Trauma Surgeon: ‘Remdesivir Is Probably Worthless’

Markets got very excited (briefly) this week about a study finding a Gilead Sciences drug helped coronavirus patients heal a little more quickly.

But that was all the trial found: isn’t the miracle cure that will get us all out of lockdowns tomorrow, unfortunately.

Worse, as Bloomberg’s Faye Flam writes, the trial was rushed to get quick FDA approval, without getting helpful information on what kinds of patients it helps or hurts the most; and now that the study is over, we’ve forever lost a chance to help doctors treat virus patients better.

All of which raises a significant number of questions and Acute Care Surgeon (and Asst Professor of Surgery at Wash U.) Mark Hoofnagle warns “I am truly sorry to say, Remdesivir is probably worthless…”

In an excellent Twitter thread, Hoofnagle details what he calls “some fascinating drug company shenanigans.”

First, the pre-test probability that an infused, small-molecule inhibitor of a virus would improve mortality in symptomatic patients was already pretty low. Unfortunately, antivirals work poorly in acute disease. This has to do with their mechanism of action, and host response.

Antivirals usually target some aspect of viral replication/assembly/transmission. Remdesivir is a clever pharmacologic prodrug that inhibits a key piece of RNA viruses that mammals don’t have – the RNA-dependent RNA polymerase, and inhibits viral replication.

Unfortunately, by the time you are symptomatic with a virus, you are usually already high/peak viral load. So, when you give an antiviral to someone who is already ill, the damage from the virus is largely done.

It’s there in big numbers and in the cells.

Consistent with this, the Lancet paper on the remdesivir trial in China shows no impact on viral load clinically.

Pick your metaphor. The cat is out of the bag. The damage is done. At this point the host response to virus is activated, and your body is suppressing replication through a variety of mechanisms (which also make you feel terrible).

So how could inhibiting RDRP after the fact help? The answer is, it probably doesnt. It certainly didn’t in this trial – no difference, not even a trend in mortality, but in subgroup analysis maybe shortened disease duration in early/mild disease.

Now, critics of stupid drugs that should never have been stockpiled by govts say, “sounds like Tamiflu!”

Yes. This is the same as Tamiflu, which also maybe shortens flu by a day, but otherwise is a largely useless antiviral (and actually harmful with bad side effect profile).

Fortunately, side effects of remdesivir did not seem severe in this trial with only about 3x as many patients stopping than placebo, some rashes, nothing life threatening.

Where do the Shenanigans come in?

Well, remember how maybe this Chinese trial showed a shortened course in a subset of patients? Like tamiflu? But didn’t change mortality?

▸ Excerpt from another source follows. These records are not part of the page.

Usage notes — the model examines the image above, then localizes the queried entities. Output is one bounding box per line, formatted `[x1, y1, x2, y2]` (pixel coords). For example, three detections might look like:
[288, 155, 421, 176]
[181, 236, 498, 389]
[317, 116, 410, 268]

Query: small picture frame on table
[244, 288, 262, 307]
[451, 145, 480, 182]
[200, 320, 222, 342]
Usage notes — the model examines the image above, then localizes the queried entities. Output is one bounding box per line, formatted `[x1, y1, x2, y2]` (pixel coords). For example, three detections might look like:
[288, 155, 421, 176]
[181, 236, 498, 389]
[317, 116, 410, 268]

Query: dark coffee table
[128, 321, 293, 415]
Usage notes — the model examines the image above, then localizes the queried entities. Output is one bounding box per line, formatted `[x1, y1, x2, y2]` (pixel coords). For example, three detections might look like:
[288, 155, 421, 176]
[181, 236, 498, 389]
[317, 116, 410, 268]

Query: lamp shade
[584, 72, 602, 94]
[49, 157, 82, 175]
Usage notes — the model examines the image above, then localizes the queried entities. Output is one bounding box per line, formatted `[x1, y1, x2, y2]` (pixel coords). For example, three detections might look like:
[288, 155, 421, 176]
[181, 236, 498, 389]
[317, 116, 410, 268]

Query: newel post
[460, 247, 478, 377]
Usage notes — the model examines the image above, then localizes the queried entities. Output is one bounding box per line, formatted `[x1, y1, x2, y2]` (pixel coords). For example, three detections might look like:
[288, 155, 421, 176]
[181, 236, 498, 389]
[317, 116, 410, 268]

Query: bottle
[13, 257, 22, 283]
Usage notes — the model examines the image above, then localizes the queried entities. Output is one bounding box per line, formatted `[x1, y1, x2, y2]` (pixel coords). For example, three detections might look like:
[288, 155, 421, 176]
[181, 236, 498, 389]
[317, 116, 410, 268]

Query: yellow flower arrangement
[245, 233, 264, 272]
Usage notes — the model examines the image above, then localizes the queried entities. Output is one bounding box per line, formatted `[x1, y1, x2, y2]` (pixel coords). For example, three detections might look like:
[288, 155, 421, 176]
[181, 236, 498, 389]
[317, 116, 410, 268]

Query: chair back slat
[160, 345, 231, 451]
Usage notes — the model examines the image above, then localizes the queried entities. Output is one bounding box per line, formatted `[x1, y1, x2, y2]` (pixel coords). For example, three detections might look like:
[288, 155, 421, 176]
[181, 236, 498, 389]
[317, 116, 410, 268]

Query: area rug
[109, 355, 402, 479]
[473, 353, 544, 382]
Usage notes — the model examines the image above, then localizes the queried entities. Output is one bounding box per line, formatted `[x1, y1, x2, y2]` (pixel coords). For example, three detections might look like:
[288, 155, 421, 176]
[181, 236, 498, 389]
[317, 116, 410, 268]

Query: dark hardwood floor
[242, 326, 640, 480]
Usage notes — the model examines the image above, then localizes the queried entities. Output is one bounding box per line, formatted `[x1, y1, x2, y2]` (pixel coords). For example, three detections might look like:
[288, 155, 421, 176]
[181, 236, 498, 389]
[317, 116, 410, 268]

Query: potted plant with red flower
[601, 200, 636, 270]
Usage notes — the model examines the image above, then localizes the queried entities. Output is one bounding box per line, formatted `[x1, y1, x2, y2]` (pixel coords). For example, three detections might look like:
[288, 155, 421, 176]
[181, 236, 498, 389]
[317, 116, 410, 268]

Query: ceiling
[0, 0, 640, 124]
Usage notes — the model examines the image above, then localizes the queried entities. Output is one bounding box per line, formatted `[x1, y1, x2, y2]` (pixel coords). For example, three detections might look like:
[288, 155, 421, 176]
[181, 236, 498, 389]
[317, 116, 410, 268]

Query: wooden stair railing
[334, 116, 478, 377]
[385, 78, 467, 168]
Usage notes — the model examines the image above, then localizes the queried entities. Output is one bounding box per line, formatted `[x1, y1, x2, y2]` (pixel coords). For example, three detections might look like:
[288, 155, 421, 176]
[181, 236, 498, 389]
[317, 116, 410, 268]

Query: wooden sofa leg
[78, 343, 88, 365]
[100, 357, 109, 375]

Well a month ago the NIAID trial changed their endpoints to remove death and instead look at dz duration.

No really.

They changed the destination half way through the race to match the only positive outcome of another trial, that they (or Gilead at least) certainly had a copy of the paper once it was submitted to Lancet.

Shenanigans! Get a broom!

This is like declaring a race and then when you realize you’re not going to win, declaring the destination was actually wherever you are standing at the moment. 

Then, even more fishy, the same day as this Lancet trial is release, Gilead and NIAID claim a “positive trial” and they’ve “shortened the course of the disease significantly”. Notably, the mortality benefit did not reach significance.

By the end of the day, reports that FDA is going to emergently approve remdesivir for treatment of COVID.